NASHVILLE — A knitting shop in Tennessee is asking those who want yarn for any project relating to the recent “women’s movement” to go elsewhere.

In a Facebook post Tuesday, The Joy of Knitting asks that “if you want yarn for any project for the women’s movement that you please shop for yarn elsewhere,” and said the “vulgarity, vile and evilness of this movement is absolutely despicable.”

On Saturday, more than 2 million people across the country and around world marched in solidarity with the Women’s March on Washington in support of social justice issues.

What began as a Facebook post by a Hawaii grandmother the day after Hillary Clinton’s loss in November’s election blossomed into a massive protest uniting people of all ages, races and religions who crowded downtown Washington. They called for a “revolution” as a bulwark against the new administration and the Republican-led Congress they fear will roll back reproductive, civil and human rights.

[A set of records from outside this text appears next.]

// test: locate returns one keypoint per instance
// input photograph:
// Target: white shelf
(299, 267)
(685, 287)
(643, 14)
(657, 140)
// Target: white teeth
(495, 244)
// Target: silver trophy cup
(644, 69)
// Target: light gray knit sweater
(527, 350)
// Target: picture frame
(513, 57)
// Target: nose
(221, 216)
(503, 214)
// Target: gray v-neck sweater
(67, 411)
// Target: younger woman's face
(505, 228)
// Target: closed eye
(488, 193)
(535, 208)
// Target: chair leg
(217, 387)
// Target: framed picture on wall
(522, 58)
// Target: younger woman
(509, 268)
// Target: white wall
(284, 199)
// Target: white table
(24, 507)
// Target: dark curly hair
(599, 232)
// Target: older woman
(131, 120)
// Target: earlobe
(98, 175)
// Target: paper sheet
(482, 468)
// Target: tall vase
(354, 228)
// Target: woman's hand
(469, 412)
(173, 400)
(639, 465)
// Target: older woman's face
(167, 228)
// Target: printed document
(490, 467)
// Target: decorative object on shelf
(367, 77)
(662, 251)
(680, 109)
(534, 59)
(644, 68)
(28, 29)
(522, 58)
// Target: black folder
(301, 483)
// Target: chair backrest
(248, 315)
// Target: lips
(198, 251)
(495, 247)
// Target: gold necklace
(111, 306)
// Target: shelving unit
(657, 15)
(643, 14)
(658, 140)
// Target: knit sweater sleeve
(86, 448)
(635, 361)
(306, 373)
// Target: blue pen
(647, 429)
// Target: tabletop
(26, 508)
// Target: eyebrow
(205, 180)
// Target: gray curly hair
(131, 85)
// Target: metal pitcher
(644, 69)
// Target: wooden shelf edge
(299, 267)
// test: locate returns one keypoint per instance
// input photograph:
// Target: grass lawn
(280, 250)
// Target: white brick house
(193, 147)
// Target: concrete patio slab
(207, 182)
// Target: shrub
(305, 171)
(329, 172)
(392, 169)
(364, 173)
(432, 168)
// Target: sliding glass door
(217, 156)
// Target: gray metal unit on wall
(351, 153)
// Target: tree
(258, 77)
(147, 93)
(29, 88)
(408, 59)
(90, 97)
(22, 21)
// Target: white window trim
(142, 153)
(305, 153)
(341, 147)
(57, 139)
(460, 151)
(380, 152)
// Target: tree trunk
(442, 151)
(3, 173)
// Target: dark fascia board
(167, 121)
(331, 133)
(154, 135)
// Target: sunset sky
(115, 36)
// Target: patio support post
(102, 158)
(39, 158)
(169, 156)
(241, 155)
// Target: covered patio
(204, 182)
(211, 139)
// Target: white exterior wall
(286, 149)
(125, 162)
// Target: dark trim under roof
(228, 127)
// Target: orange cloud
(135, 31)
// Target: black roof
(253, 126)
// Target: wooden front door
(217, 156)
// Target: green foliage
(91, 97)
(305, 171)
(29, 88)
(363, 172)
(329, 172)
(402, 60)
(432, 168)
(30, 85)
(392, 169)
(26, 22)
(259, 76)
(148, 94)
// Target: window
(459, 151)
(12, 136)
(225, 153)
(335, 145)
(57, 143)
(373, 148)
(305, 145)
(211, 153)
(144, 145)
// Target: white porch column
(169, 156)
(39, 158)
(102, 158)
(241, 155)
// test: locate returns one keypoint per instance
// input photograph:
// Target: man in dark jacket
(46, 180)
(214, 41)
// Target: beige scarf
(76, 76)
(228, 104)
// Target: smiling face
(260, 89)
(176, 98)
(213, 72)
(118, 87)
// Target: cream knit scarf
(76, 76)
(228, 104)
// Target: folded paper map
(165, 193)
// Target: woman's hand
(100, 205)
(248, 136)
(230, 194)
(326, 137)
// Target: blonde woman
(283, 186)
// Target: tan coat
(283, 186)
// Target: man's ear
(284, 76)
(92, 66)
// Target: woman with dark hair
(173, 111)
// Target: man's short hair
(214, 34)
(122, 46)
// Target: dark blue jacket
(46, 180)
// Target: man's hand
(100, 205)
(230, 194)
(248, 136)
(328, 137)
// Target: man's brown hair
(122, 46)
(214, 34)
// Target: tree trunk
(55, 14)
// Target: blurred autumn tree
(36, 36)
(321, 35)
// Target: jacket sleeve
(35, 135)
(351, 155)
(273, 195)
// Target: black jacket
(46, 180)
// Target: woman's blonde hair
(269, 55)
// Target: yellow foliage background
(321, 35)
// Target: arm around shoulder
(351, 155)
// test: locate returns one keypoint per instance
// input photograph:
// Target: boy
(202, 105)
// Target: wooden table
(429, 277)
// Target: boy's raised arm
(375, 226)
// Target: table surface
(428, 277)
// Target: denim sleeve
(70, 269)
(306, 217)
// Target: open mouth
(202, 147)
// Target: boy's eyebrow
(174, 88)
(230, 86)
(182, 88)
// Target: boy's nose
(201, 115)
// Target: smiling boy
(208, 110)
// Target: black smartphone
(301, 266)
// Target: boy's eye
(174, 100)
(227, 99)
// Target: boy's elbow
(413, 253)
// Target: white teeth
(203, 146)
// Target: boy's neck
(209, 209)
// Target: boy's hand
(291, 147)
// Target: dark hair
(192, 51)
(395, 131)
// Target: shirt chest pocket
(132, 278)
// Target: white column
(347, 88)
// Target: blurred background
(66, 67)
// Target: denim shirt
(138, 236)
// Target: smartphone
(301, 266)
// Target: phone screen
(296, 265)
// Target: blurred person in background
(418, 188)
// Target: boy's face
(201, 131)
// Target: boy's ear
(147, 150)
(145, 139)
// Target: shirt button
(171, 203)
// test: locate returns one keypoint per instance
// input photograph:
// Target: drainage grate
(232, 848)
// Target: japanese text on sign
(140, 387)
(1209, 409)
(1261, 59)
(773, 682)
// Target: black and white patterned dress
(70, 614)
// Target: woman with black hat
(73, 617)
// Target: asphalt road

The Facebook post, signed by the Franklin, Tenn., shop’s owner, Elizabeth Poe, had more than 2,100 shares and more than 2,000 comments by Wednesday morning.

Some responses on Facebook offered support, while many did not agree with the post and went as far as to call for a boycott.

Many marchers from Saturday wore pink knitted hats as part of the movement.

“You are an example of a strong woman with strong beliefs voicing a strong opinion and I applaud you for it,” one comment posted by Facebook user Kristy Hoevener Hall read.

Holly McCall, a former Democratic candidate for a state House seat in Williamson County, Tenn., also commented on the post.

“Franklin native here. Resident still. Knitter,” McCall wrote. “I’ll spread the word buyers must agree with your narrow judgments.”

On Yelp, the response was much of the same from users. Prior to Tuesday, the shop’s last review came in 2013. There were more than three pages of other reviews by Wednesday that cited the post as reasons to shop elsewhere.

In her shop Wednesday, Poe said her phone has been ringing nonstop since Tuesday and she has received “more positive private messages” than were on her Facebook post.

“This is starting to undermine their efforts,” Poe said about the movement. “The topless women? I think if you want to get your point across you need to do it the right way and I just think that walking around dressed as a vulva is gross. Hatred is not acceptable speech.”

Despite the negative response Poe has received on social media, she said she doesn’t plan to take down the post.

“I’m pro-rights, but I have to draw the line with the trajectory this movement has taken,” Poe said. “They’re alienating their supporters. I’m not going to stop (supporting women) but I’m not going to condone that.”